Nightmare Fuel: In some cases. Especially when accident-prone 'rabbits' come into the picture. Also the invisible castle and how to get one *shudder*.
Real Women Don't Wear Dresses: In-universe, the princesses who aren't like Cimorene (meaning most) are often seen as stupid and useless for embracing their Damsel in Distress heritage and being happy with being rescued and married. Cimorene herself, however, admits they are silly but can't really help it, considering that's just how they were brought up.
The trope is played with in that while Cimorene goes on adventures and uses a sword, she also is fine with doing traditionally feminine things like cooking, cleaning, and dressing up. The first book also subverts this with Alinora, who tries to be a proper princess but fails miserably in various ways. She still is Cimorene's best friend.
Squick: The wizard disposal method, amongst other things.
What an Idiot: It becomes clear rather quickly that Anteroll isn't very bright. In Dealing With Dragons, he accidentally lets it slip that a security spell his father proposed for Kazul's lair was very easy to do (judging by Zemenar's reaction, Cimorene guessed that he was planning to pretend it was difficult, as an excuse to snoop around). In Searching For Dragons, he comes to visit Cimorene in, what she points out, is a very suspicious manner (he comes blundering in the back way without announcing himself or bringing a candle). In Calling On Dragons, he is captured by one of Morwen's cats (he was shrunk at the time granted, but still), and is referred to by Telemaine as "the wizard Cimorene keeps melting". The epilogue has Cimorene tell how he was so determined to get revenge on her that when he found her hiding place, he walked right past Mendabar's magic sword and Cimorene's child and tripped over Kazul's tail before he was melted. In Talking To Dragons, he completely loses any intelligence he has, being melted by Cimorene in the first chapter just after boasting that he will kill her and take the sword and Daystar. From there, he continues to ineffectually stalk Daystar until he is finally gotten rid of when he decides to sic a monster on Cimorene...right after her son just learned how to effectively wield the sword that channeled all magic in the forest.

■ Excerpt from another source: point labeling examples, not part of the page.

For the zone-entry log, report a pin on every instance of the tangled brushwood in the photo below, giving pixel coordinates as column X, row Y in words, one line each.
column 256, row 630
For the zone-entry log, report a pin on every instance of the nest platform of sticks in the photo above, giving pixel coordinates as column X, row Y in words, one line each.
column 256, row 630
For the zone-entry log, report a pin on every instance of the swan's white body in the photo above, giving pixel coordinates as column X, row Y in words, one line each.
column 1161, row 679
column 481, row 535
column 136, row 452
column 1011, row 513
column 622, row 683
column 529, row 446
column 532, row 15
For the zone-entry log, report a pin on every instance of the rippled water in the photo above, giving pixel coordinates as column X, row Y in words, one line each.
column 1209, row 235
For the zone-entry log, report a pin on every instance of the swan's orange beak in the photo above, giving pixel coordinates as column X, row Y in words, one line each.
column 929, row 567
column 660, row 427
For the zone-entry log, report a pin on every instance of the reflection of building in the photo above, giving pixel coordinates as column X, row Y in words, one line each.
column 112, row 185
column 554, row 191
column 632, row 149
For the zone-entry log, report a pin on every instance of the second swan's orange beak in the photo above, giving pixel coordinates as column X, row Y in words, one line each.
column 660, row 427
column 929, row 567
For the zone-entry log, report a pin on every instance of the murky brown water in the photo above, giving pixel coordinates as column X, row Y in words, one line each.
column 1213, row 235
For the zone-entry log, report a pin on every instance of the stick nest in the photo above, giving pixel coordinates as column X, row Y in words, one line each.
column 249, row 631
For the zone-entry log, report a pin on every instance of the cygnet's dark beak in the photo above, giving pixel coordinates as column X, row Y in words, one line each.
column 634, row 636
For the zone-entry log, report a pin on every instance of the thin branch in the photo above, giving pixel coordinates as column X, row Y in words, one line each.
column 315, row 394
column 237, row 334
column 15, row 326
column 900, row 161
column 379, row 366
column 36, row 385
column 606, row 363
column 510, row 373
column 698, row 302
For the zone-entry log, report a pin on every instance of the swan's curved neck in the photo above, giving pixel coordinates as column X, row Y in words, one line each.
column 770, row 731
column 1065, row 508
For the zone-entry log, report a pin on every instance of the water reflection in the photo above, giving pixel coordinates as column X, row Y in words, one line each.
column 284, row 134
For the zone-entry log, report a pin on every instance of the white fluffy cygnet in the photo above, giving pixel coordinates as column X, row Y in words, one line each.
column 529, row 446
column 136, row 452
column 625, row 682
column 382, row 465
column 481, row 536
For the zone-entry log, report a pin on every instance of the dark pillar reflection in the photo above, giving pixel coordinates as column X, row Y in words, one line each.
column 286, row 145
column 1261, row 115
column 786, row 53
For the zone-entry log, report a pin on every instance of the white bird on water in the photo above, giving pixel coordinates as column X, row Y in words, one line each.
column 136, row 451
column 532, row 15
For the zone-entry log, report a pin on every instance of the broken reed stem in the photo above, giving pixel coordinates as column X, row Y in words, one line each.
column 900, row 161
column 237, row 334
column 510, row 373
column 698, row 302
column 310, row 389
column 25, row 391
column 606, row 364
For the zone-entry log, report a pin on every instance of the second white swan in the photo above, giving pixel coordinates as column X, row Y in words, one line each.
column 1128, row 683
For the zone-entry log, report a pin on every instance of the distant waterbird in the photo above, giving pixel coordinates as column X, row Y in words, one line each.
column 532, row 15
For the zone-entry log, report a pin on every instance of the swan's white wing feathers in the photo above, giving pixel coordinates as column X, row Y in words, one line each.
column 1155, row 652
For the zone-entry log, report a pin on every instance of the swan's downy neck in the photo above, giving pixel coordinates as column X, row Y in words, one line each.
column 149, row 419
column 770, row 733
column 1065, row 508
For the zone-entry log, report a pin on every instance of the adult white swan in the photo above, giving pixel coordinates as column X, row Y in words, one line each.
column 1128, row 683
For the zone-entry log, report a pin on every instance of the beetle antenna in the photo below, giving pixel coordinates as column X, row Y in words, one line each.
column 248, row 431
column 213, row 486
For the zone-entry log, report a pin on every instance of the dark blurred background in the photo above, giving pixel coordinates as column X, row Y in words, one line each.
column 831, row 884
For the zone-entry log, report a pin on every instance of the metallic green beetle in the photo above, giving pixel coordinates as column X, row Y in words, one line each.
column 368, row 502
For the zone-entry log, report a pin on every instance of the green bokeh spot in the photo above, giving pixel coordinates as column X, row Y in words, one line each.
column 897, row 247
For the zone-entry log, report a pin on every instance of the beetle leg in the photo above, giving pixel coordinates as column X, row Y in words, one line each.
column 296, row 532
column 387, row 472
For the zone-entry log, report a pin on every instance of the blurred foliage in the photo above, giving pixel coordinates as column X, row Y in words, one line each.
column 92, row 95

Arona Vamist from Calling on Dragons counts in a big way. He basically decides for no reason to act as a weird variation of a Moral Guardian, trying to force people to conform to the "traditional" ways for things - forcing witches to have one black cat, driving an angry group of Fire Witches out of town, etc. It's later revealed that he did have some protection from the wizards, but that doesn't explain why, when he lost said protection, he thought it was a good idea to contradict Kazul of all people on the behavior of dragons. He also tried to take the moral high ground against the protagonists "kidnapping" him, even though he was an accomplice to the wizards stealing Mendabar's sword, which also meant he was an accomplice to their plan of invading the Enchanted Forest.